China's sanctions against Trump-era officials reasonable
Andrew Korybko
Former U.S. Secretary of State Mike Pompeo talking to press at Georgia Tech in Atlanta, Georgia, December 9, 2020. /Getty

Former U.S. Secretary of State Mike Pompeo talking to press at Georgia Tech in Atlanta, Georgia, December 9, 2020. /Getty

Editor's note: Andrew Korybko is a Moscow-based American political analyst. The article reflects the author's views and not necessarily those of CGTN.

China sanctioned 28 members of the former Trump administration on Wednesday who "planned, promoted and executed a series of crazy moves which have gravely interfered in China's internal affairs, undermined China's interests, offended the Chinese people, and seriously disrupted China-U.S. relations." This was a reasonable decision timed with their leader's departure from office and intended to be mostly symbolic since those officials no longer play any official role in bilateral relations. It shows the high level of self-respect that China has that it won't permit them to set foot on its soil or conduct business with the country.

Regrettably, however, the National Security Council spokeswoman of newly-inaugurated President Biden didn't see it that way. Emily Horne told Reuters that "Imposing these sanctions on Inauguration Day is seemingly an attempt to play to partisan divides. Americans of both parties should criticize this unproductive and cynical move. President Biden looks forward to working with leaders in both parties to position America to out-compete China." She's wrong about China's intentions, but it's unclear whether it's just an innocent misunderstanding due to her team's limited communication with China or if she's being dishonest.

About the second-mentioned possible explanation for her harsh statement, Horne might actually be the one playing partisanship here if she's attempting to bash China in order to earn Republican support for the Biden administration's forthcoming policy towards China, whatever it might end up being. After all, the Trump administration is already out of power and shouldn't officially have any influence on the new administration's policy formulation. This should make China's move more symbolic than substantive from the Biden administration's perspective. They could have therefore just ignored it and closed the chapter on that dark era.

Combo photo shows sitting U.S. President Joe Biden (L) and former President Donald Trump. /Xinhua

Combo photo shows sitting U.S. President Joe Biden (L) and former President Donald Trump. /Xinhua

Instead, Horne sought to make a "friendly" pass towards her Republican colleagues for what seem to be public relations purposes. She knows that some of them bitterly detest President Biden's election, including those unelected officials employed in the country's massive permanent military, intelligence, and diplomatic bureaucracies ("deep state"). It might very well be the case that she didn't want to leave what they might regard as an "insult" unanswered in the hopes that they won't consider the Biden administration to be "soft on China", or worse, perhaps silently approving of China's sanctions against Trump-era officials.

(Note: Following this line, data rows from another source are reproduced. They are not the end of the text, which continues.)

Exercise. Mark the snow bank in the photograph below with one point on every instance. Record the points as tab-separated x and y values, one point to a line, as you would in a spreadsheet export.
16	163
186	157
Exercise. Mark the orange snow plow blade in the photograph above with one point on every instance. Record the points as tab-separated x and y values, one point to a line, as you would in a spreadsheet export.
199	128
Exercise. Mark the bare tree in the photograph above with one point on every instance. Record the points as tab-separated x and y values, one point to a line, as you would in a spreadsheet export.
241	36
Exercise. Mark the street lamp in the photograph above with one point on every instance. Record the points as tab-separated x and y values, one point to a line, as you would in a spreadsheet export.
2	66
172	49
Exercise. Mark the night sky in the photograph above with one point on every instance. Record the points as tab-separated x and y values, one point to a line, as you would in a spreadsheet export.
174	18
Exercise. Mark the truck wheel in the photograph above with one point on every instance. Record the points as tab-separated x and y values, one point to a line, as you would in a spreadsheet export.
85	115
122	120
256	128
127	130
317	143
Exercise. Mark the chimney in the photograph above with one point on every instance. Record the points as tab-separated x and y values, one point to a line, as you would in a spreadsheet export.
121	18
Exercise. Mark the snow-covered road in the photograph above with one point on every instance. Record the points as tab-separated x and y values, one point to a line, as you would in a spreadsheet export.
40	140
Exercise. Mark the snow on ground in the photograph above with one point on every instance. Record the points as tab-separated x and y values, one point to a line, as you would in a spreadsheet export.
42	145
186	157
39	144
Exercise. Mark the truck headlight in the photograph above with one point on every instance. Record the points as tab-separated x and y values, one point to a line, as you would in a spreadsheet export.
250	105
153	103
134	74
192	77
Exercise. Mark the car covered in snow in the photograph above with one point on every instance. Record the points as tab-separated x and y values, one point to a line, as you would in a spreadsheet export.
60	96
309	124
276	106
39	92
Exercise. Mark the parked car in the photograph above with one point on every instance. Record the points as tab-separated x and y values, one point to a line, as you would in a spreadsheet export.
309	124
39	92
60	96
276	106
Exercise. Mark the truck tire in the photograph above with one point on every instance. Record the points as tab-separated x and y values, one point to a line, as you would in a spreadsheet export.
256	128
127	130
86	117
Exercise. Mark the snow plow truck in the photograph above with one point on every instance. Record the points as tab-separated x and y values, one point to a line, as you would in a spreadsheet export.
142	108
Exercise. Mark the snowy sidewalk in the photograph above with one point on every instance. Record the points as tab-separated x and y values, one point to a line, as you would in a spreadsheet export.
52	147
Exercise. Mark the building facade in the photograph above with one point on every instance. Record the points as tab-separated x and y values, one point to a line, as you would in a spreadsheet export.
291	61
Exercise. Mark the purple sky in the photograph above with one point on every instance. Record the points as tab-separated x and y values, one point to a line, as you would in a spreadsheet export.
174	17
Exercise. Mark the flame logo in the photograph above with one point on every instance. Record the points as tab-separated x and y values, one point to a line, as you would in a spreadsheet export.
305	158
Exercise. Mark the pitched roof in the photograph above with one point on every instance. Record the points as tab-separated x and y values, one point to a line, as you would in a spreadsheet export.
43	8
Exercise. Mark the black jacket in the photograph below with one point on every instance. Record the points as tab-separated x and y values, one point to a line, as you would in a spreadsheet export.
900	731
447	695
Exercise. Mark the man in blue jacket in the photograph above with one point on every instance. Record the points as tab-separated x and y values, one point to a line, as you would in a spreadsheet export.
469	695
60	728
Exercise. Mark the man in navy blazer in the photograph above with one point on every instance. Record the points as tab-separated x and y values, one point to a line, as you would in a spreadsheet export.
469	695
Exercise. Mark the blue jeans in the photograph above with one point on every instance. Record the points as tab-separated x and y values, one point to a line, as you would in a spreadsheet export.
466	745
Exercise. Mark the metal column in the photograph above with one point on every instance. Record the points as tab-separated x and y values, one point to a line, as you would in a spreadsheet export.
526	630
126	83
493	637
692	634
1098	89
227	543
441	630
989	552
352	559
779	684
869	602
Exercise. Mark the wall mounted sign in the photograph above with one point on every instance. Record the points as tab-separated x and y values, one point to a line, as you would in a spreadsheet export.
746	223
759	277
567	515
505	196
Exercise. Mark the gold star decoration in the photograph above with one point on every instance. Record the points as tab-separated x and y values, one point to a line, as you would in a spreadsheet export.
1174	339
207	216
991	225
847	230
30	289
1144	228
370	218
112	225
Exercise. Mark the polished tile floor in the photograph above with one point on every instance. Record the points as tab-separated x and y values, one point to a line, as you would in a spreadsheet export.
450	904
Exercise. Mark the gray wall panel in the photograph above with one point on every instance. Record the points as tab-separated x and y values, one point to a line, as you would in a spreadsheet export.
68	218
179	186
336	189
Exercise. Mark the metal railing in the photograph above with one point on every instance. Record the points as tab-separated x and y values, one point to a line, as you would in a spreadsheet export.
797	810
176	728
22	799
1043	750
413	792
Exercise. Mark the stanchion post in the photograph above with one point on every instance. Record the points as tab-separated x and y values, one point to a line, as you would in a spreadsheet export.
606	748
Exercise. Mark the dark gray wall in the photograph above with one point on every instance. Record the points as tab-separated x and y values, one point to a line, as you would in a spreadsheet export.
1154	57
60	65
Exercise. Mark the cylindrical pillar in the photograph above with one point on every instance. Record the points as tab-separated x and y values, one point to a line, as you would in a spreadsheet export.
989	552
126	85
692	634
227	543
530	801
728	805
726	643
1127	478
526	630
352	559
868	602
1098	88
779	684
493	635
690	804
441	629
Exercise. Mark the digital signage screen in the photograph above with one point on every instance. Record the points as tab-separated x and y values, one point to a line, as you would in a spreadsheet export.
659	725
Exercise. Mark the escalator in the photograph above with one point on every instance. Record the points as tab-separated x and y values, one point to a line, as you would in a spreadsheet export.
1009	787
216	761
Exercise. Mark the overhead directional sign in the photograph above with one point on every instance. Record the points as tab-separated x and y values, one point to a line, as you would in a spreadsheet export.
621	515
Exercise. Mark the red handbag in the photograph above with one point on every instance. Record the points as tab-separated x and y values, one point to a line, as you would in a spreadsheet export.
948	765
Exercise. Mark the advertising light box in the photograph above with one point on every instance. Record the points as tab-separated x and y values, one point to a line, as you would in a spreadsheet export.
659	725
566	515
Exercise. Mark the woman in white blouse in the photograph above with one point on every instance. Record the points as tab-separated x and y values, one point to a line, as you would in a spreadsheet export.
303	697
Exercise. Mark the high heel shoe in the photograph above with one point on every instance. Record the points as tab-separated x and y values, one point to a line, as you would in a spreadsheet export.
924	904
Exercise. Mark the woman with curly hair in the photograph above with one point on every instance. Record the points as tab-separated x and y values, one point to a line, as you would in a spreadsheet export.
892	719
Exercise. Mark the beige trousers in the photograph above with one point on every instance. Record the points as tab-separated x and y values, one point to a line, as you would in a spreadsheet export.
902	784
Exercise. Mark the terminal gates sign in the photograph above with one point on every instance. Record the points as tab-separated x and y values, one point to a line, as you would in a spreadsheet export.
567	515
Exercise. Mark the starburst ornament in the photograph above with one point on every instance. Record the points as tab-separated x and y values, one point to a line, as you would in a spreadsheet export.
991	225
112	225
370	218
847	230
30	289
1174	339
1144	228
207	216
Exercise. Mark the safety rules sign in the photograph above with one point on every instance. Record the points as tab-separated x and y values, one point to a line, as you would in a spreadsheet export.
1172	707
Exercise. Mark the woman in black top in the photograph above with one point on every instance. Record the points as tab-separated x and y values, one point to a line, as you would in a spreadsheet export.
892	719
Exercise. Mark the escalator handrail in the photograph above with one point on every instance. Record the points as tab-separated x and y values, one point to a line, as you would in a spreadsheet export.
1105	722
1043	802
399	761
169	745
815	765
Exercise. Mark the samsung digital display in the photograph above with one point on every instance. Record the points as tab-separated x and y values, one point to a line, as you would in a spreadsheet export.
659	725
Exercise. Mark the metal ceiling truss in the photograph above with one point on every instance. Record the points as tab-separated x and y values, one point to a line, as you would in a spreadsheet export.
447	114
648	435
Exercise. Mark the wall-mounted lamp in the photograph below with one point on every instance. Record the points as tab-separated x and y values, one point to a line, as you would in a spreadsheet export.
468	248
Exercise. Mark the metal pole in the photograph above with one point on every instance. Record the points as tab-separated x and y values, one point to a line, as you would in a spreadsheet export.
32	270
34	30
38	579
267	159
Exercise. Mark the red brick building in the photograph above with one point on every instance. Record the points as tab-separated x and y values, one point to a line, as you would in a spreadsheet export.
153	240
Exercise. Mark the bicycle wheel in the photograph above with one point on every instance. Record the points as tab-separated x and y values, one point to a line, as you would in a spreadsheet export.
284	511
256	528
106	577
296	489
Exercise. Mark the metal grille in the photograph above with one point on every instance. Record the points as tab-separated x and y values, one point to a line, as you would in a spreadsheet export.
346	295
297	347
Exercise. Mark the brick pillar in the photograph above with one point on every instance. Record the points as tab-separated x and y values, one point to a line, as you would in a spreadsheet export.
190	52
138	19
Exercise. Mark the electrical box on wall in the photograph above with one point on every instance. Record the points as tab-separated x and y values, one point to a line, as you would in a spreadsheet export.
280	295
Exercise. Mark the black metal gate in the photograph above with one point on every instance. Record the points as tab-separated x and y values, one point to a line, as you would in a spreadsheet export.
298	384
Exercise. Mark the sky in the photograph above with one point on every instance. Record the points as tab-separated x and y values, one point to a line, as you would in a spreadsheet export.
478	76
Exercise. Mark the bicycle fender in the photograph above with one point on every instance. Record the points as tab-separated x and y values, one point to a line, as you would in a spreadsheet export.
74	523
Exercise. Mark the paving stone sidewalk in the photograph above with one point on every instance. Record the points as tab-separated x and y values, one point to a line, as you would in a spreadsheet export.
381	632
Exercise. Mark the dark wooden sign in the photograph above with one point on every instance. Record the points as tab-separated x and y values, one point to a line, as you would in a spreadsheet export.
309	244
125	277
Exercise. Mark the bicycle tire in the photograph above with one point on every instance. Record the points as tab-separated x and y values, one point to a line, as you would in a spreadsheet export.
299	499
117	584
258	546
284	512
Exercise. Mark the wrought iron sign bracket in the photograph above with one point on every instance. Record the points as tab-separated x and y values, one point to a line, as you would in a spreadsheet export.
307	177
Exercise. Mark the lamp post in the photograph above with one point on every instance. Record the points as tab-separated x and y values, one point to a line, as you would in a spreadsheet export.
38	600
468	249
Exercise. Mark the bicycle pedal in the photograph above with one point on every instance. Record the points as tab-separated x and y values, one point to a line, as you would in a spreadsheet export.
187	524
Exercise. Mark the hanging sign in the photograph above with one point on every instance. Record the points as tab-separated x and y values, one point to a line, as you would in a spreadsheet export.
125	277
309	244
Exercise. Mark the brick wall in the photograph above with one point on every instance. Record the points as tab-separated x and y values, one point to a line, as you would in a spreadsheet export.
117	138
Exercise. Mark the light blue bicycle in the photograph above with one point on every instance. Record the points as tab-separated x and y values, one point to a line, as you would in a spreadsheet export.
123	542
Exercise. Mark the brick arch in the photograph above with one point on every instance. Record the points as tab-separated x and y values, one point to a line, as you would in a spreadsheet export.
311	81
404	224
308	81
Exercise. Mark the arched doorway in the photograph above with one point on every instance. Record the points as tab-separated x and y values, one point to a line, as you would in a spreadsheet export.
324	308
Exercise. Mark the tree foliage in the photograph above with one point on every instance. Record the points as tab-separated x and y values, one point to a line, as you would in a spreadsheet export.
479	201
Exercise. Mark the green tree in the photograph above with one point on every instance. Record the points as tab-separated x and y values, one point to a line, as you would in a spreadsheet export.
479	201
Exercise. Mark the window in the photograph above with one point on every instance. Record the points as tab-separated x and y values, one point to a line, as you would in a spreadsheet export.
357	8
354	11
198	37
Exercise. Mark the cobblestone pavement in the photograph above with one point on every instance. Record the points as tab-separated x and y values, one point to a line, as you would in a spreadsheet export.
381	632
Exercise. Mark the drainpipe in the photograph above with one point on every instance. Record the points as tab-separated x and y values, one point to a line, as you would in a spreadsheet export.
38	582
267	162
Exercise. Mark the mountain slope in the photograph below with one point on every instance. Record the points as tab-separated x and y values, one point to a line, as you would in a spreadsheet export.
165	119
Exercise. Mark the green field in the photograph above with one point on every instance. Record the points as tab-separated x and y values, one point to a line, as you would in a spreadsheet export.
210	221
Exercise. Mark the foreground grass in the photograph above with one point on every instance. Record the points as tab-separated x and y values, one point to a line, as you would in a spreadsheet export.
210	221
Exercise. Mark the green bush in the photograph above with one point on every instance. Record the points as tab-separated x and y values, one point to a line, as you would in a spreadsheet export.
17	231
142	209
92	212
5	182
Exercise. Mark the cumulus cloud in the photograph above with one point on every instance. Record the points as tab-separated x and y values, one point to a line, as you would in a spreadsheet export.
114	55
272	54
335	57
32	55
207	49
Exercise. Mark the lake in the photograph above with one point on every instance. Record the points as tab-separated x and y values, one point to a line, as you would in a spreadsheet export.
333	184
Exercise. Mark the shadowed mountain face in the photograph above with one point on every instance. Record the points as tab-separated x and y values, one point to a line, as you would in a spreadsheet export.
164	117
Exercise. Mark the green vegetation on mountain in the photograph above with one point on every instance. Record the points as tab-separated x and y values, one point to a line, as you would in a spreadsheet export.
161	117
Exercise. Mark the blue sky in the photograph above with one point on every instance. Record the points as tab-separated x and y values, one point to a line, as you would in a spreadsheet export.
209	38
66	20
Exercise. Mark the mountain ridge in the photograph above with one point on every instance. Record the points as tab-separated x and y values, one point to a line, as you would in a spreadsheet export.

In any case, it was wrong for her to speculate about China's intentions when Beijing was crystal clear about why it imposed those sanctions. It had nothing to do with partisanship but everything to do with national self-respect. Unlike the U.S., China doesn't meddle in the domestic political affairs of other countries, though the Biden administration seems to be getting off on the wrong foot by projecting what might be its own intentions towards China. It should importantly be noted that Hsiao Bi-khim, the individual regarded by some anti-China hawks as Taiwan's unofficial so-called "ambassador to America", attended President Biden's inauguration.

Commenting on this provocative move, Horne was quoted by Reuters as saying that U.S.-Taiwanese ties are "rock-solid", adding that "President Biden will stand with friends and allies to advance our shared prosperity, security, and values in the Asia-Pacific region - and that includes Taiwan." From this statement as well as the one regarding China's mostly symbolic sanctioning of Trump-era officials, it looks like the Biden administration doesn't really have any intention of changing the policy of hostility against China that it inherited. If anything, it seems like they just want to make it more bipartisan by having the Democrats lead it instead.

It's still too early to confidently make that conclusion, however, which is why the aforementioned insight should only be considered as educated conjecture influenced by the new administration's first two statements of pertinence about China. Nevertheless, they still raise concerns about the direction that the Biden administration might be headed and whether it's even serious about truly reversing Trump's anti-Chinese policies. It can only be hoped that Horne's statements were shortsighted partisan opportunism for public relations purposes than a hint of an unproductive and cynical strategy that might soon be unveiled.